A Runaway Process, And The cgroup That Caught It

A terminal showing system resource usage

The pager went off at 06:40 because a box that hosts half a dozen unrelated services had gone unresponsive. Not down. Unresponsive, which is worse, because the monitoring agent was alive enough to say "I'm fine" right up until it wasn't. SSH eventually let me in after about forty seconds of staring at a blank prompt, and top told the whole story in one line: a data importer that normally sits at a couple of hundred megabytes was sat at eleven gigabytes and climbing.

The importer had hit a malformed input file and was buffering the entire thing in memory before parsing. A bug, certainly, and one I fixed properly later. But the thing that actually annoyed me was that one misbehaving process could take everything else on the host down with it. The web frontend, the metrics collector, the lot, all gasping for memory because the importer was greedy and nothing stopped it.

nice does nothing for memory

My first reflex, the lazy one, was to reach for nice. But nice only touches CPU scheduling. It does nothing for memory pressure, and memory was the problem. You can renice a process into the ground and it will still happily allocate until the OOM killer wakes up and shoots something, often not the thing you wanted shot.

The OOM killer had in fact fired, eventually. It just took its time, and when it did, its heuristics picked off a long-running service with a big resident set rather than the importer that was actually at fault. That is the OOM killer working as designed and being completely unhelpful, both at once.

A diagram of a server under load

a slice with a ceiling

The right answer on a modern systemd box is cgroups v2, and it is much nicer to use than the v1 era of mounting controllers by hand. I run the importer under systemd anyway, so all it took was a drop-in:

# /etc/systemd/system/importer.service.d/limits.conf
[Service]
MemoryHigh=1G
MemoryMax=1500M
CPUQuota=50%

MemoryHigh is the soft limit: cross it and the kernel starts aggressively reclaiming pages from this slice and throttling its allocations, which slows the process down rather than killing it. MemoryMax is the hard wall. Hit that and the OOM killer fires, but crucially it fires inside the cgroup, so it kills the importer and leaves everything else on the box untouched. The blast radius is now one service instead of the whole machine.
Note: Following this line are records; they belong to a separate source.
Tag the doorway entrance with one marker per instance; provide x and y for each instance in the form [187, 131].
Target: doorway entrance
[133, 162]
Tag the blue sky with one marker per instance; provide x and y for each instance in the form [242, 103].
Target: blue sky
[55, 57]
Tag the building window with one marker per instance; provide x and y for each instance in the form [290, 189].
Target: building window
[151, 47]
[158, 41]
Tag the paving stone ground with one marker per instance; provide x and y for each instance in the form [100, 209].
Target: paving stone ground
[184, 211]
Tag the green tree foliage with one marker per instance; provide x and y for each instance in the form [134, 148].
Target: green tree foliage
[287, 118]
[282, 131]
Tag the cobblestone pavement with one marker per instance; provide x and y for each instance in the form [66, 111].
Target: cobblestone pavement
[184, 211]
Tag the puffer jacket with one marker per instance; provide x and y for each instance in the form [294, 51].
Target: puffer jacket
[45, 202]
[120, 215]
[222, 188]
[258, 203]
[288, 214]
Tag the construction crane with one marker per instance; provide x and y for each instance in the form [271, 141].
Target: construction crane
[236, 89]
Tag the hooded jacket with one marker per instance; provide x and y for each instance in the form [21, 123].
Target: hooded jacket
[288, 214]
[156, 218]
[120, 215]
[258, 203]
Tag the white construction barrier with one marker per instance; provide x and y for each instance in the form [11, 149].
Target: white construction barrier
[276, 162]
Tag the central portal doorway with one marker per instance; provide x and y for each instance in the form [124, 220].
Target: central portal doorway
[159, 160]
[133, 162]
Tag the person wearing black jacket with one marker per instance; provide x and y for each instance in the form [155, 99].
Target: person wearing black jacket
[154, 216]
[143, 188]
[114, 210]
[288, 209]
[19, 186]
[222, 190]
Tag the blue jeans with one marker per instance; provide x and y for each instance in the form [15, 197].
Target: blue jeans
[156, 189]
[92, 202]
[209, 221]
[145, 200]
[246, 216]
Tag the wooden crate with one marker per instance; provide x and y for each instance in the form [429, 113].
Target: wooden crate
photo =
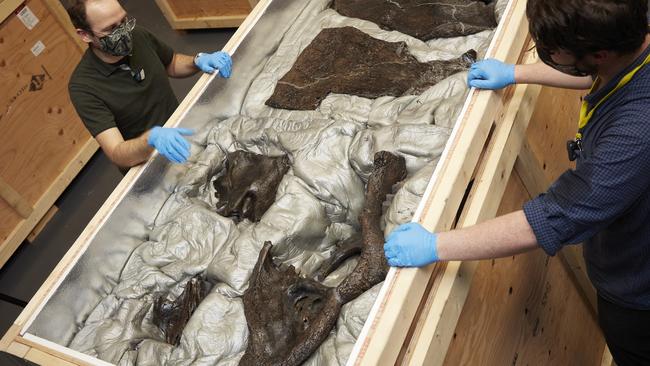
[44, 144]
[444, 313]
[193, 14]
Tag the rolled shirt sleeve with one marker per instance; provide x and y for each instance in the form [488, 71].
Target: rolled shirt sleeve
[606, 182]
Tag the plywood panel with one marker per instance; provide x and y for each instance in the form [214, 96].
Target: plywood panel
[554, 122]
[193, 14]
[41, 130]
[206, 8]
[524, 310]
[44, 144]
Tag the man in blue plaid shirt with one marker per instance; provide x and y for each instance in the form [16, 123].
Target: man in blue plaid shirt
[605, 201]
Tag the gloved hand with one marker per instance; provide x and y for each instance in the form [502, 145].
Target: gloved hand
[170, 142]
[491, 74]
[411, 245]
[208, 62]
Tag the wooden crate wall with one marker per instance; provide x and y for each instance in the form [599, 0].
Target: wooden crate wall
[44, 144]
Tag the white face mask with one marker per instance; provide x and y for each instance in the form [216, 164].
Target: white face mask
[120, 41]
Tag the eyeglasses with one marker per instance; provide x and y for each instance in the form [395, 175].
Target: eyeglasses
[546, 56]
[127, 25]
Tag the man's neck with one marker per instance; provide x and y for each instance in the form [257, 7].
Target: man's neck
[607, 72]
[108, 58]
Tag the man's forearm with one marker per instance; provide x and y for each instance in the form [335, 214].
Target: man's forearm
[132, 152]
[181, 66]
[540, 73]
[500, 237]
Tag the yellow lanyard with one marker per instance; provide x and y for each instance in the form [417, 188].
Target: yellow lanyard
[586, 115]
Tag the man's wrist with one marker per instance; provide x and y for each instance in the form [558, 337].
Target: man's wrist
[196, 58]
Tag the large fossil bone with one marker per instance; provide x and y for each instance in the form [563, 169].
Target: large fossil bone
[423, 19]
[247, 185]
[171, 316]
[348, 61]
[289, 316]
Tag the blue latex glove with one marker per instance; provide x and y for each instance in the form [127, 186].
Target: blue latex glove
[411, 245]
[170, 143]
[208, 62]
[491, 74]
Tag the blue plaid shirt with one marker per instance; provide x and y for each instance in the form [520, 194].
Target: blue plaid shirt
[605, 201]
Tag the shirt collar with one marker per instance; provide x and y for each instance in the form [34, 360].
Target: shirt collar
[594, 97]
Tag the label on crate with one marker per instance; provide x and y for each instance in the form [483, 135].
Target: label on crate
[28, 17]
[38, 48]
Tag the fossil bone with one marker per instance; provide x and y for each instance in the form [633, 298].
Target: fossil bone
[247, 185]
[348, 61]
[289, 316]
[421, 18]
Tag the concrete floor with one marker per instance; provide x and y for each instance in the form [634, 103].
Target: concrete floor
[23, 274]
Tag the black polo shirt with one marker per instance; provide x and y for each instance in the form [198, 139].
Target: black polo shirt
[108, 95]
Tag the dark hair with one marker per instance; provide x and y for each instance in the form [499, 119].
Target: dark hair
[77, 12]
[585, 26]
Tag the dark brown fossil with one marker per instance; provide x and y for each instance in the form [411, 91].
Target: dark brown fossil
[172, 316]
[421, 18]
[246, 186]
[289, 316]
[348, 61]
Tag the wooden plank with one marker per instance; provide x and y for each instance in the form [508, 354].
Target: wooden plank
[42, 223]
[61, 15]
[9, 337]
[399, 299]
[15, 200]
[195, 14]
[43, 358]
[7, 7]
[435, 326]
[18, 349]
[522, 310]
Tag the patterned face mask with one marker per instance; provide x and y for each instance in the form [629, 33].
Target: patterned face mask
[120, 41]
CPUQuota=50% was belt and braces. The importer doesn't need a full core, and capping it means a runaway loop can't starve the scheduler either.

After systemctl daemon-reload and a restart, I fed it the same malformed file deliberately. It climbed to 1.5G, got killed, systemd restarted it, it climbed again, got killed again. Annoying, but contained. The rest of the host never noticed.

verify, don't assume

The bit people skip is checking the limit actually applies. cgroup v2 exposes everything through the unified hierarchy, so you can just read it back:

$ systemctl show importer.service -p MemoryMax -p MemoryHigh
MemoryMax=1572864000
MemoryHigh=1073741824

$ cat /sys/fs/cgroup/system.slice/importer.service/memory.current
214893056

That last file is the live usage, and watching it under load is far more honest than top, because it's the number the kernel actually enforces against.

I did fix the importer to stream the file instead of slurping it, which was the real bug. But I'd rather not rely on every process being well-behaved. A limit you've set and verified is worth more than a promise you've made to yourself about future code. The cgroup doesn't care how good my intentions were at 06:40.